Patronlar derken tabi ki ayrıntı vermiyor!

Kumarhane sahipleri bu ülkede gazete çıkardı diyemiyor…

O zaman kendisine sormak gerekmez mi?

Kumarhane patronlarının buradaki yatırımlarına kim izin verdi?

Açılışlarda kurdela kesimlerinde görünmek için hangi siyasiler birbiriyle yarıştı!

Soruları çoğaltabiliriz;

Örneğin hangi hükümet ya da siyasetçi patronlar burada yatırım yaparken ‘sakın ha burada gazete-televizyon açmayacaksınız’ diye uyarıda bulundu…

Ya da basına el atmamaları için hangi yasaları uygulamaya koydular!

Hiçbiri bunu yapmadı…

Medyada geldiğimiz nokta da zaten belli!

Bu arada dikkat ederseniz birkaç gazete patronu hayli zengin hatta otel ve kumarhane sahibi diye müthiş bir yaygara koparılmaya başlandı…

Biz de dahil buna basın içinde haksız rekabet diyoruz!

Diyoruz ama bunu söylerken de kendi meslektaşlarımızı da yerin dibine batırıyoruz…

Patronlara öfkeliyiz, onlara eleştiri yağdırıyoruz ama onların yanında çalışan basın emekçilerini de dümdüz ederek büyük haksızlık yapıyoruz!

Sanki büyük patronların yanında çalışan basın emekçileri orada olduklarından dolayı çok mutluymuş gibi…

Aksine şunu herkes iyi bilsin ki basın mensuplarının hemen hepsi buralarda çalışırken öyle mutlu filan değiller!

Onların altında çalışarak, basın özgürlüğünün tam olmayacağını zaten çoktan biliyorlar…

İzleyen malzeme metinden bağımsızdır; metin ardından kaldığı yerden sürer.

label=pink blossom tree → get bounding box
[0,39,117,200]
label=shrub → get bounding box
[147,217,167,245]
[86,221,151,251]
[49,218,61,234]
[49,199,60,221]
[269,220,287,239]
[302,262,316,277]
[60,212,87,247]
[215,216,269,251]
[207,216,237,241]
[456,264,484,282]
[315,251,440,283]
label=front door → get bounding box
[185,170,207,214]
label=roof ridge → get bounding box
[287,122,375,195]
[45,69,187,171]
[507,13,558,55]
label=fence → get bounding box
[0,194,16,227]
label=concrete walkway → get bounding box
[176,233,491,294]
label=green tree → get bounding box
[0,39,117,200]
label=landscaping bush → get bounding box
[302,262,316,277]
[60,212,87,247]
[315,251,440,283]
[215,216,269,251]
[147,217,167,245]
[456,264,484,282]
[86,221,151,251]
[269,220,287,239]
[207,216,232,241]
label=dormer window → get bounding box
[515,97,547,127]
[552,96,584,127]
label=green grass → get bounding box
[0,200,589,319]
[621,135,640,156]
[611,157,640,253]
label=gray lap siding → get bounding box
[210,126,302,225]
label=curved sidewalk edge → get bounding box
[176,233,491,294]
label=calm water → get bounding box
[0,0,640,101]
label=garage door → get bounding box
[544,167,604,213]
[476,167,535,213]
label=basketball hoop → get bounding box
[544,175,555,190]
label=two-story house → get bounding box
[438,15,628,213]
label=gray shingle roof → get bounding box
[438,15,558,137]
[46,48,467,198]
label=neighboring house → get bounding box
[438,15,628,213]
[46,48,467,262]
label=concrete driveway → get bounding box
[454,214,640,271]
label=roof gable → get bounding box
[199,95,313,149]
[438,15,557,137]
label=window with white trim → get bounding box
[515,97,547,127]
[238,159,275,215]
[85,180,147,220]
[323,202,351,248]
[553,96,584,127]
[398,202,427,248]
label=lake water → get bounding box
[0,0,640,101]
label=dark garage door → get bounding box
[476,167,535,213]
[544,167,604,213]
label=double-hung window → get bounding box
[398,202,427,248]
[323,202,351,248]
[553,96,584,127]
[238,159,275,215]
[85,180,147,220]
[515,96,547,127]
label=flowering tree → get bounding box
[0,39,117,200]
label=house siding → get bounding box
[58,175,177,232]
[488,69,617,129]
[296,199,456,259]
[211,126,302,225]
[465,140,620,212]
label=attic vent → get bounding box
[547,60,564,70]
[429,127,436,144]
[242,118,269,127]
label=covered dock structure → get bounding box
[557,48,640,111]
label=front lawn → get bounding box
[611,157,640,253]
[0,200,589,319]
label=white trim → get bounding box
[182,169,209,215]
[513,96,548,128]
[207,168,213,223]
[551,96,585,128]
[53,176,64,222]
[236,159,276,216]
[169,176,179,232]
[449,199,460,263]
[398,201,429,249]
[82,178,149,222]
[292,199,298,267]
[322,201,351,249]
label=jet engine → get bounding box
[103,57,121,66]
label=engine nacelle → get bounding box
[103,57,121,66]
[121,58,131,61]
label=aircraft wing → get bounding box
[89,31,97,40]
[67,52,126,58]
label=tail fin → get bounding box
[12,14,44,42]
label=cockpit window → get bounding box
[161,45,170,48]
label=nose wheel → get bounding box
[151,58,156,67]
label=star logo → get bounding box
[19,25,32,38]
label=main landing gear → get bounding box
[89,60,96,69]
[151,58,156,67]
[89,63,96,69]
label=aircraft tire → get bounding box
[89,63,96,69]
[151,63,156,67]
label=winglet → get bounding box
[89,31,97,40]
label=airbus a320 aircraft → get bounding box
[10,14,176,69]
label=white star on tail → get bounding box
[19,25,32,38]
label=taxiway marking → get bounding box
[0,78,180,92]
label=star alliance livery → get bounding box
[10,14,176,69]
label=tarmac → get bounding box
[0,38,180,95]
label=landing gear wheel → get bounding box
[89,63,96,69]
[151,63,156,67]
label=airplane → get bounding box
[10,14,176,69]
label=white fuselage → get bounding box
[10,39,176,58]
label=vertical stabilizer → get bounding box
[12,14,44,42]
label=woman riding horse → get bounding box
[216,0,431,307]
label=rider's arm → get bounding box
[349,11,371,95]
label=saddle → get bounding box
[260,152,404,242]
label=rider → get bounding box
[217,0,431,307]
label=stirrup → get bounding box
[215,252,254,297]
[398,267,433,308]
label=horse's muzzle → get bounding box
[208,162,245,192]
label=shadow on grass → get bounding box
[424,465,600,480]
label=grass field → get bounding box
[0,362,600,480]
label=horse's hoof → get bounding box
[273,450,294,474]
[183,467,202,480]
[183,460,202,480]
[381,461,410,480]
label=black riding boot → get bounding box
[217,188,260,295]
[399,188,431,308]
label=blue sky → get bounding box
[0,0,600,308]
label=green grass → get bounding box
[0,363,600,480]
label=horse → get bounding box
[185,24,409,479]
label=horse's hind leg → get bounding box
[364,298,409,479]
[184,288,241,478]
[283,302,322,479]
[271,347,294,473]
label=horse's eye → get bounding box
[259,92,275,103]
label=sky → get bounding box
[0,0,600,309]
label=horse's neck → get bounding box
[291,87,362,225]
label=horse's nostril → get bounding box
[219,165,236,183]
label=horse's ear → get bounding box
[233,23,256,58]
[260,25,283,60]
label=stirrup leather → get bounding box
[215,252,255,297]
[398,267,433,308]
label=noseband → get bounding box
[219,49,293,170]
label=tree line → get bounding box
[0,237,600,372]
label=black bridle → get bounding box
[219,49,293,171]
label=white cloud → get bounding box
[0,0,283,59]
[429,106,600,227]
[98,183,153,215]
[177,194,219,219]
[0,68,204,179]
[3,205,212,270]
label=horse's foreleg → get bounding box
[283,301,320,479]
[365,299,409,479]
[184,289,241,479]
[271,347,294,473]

Manşet atarken, kalem sallarken yukarıdan gelebilecek tepkiyi de düşünmüyor değiller!

Onların ki tamamen ekmek parasıdır, bir kere bunu herkesin bilmesi gerek…

Sanki onlar dışındaki sözde geleneksel basın kendilerine çok daha iyi haklar ve ücretler vermiş de kabul etmemişler ve patronların kanatları altına girmişler gibi bir hava yaratılması, yanlış ve art niyetli bir düşünceden başka bir şey değildir!

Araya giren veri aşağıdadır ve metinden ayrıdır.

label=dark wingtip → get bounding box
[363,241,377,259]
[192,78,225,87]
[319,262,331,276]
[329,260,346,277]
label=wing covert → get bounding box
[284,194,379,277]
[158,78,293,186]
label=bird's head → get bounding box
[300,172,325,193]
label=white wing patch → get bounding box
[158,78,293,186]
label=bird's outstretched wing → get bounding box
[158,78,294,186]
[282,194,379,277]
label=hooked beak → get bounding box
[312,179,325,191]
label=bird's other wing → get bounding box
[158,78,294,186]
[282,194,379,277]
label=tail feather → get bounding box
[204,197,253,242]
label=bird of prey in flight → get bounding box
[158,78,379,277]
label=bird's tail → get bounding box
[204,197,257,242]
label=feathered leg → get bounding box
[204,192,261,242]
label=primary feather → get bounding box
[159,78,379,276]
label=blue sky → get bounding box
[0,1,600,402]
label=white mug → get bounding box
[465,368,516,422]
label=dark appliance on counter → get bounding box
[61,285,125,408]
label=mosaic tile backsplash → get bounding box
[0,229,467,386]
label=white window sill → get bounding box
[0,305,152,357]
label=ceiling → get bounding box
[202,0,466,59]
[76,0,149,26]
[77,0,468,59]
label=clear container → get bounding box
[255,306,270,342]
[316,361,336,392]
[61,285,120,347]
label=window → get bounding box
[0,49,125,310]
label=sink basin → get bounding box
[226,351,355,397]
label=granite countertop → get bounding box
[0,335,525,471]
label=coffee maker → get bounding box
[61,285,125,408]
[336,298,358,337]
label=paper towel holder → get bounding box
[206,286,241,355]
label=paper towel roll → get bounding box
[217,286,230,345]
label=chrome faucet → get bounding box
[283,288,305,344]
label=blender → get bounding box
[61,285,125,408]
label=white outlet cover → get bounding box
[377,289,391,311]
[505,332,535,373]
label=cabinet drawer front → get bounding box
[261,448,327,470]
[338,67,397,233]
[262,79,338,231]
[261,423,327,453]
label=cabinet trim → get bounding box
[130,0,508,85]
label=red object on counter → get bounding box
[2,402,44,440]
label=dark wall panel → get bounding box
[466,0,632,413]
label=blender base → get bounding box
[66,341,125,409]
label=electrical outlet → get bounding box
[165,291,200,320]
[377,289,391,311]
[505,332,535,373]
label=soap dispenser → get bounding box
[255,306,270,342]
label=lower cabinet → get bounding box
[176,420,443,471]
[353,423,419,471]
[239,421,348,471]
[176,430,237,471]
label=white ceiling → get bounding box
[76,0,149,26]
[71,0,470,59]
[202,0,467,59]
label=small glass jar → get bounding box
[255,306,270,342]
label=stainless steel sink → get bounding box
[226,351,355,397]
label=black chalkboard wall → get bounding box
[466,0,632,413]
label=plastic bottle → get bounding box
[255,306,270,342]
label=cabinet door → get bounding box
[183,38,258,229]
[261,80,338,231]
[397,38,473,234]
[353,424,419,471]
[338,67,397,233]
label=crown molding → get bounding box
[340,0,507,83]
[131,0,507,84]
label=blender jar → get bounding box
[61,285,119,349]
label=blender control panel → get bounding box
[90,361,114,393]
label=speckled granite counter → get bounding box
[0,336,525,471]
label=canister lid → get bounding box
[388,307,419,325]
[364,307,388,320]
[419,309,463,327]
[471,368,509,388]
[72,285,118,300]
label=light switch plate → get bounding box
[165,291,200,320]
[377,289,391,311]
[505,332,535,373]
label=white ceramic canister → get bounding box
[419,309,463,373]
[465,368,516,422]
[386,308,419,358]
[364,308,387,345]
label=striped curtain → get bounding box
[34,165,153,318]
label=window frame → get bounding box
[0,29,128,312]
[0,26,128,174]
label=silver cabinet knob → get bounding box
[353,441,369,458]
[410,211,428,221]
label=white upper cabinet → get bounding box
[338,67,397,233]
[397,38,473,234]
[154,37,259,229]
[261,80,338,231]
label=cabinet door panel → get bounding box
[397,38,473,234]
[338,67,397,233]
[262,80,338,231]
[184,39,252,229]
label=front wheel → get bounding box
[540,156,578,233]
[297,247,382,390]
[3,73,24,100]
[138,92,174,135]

Hadi bakalım sözde geleneksel basının temsilcileri!

Devlet sizi paraya boğsun, bakalım hanginiz kuruluşunda gazetecileri istihdam edeceksiniz ve onların emeklerinin karşılıklarını tam olarak vereceksiniz…

İşin özü şudur…

Türkiye’de nasıl Babı Ali gazeteciliği bitmiş ve yerini bir çok duygudan yoksun plaza gazeteciliği almışsa burada da durum çok farklı değildir!

Şu anda yayın hayatında olan gazetelerin tümünde de patron zihniyeti hakimdir…

Hiçbir gazeteci deli değildir ki cebindeki üç beş kuruşu da sokağa atıp gazete yatırım yapsın ve yanında tam özgür ve bağımsız gazeteciler çalıştırsın!

Unutun artık o günleri!

Sonra kendine geleneksel basın diyenlerin başındakileri bir masaya yatırın…

Kaç tane gerçek gazeteci var!

Yanlarında çalıştırdıkları basın mensupları ne kadar özgürdür…

Geleneksel kisvesi altında perde gerisinde ne gibi faaliyetler yapmakta ve hangi iş dünyası ve siyasilerle etik dışı ilişki içindedirler!

Gelin vazgeçelim bu kavgadan…

Bu kavganın sonu yoktur, kazanan da gazeteler ve gazeteciler olmayacaktır!

Hem patronların hem de siyasilerin ekmeğine yağ sürüyorsunuz hepsi o kadar…

Ne yazıktır ki kendi ellerimizle bu mesleğin sonunu getirdik ama bunun bile farkında değiliz!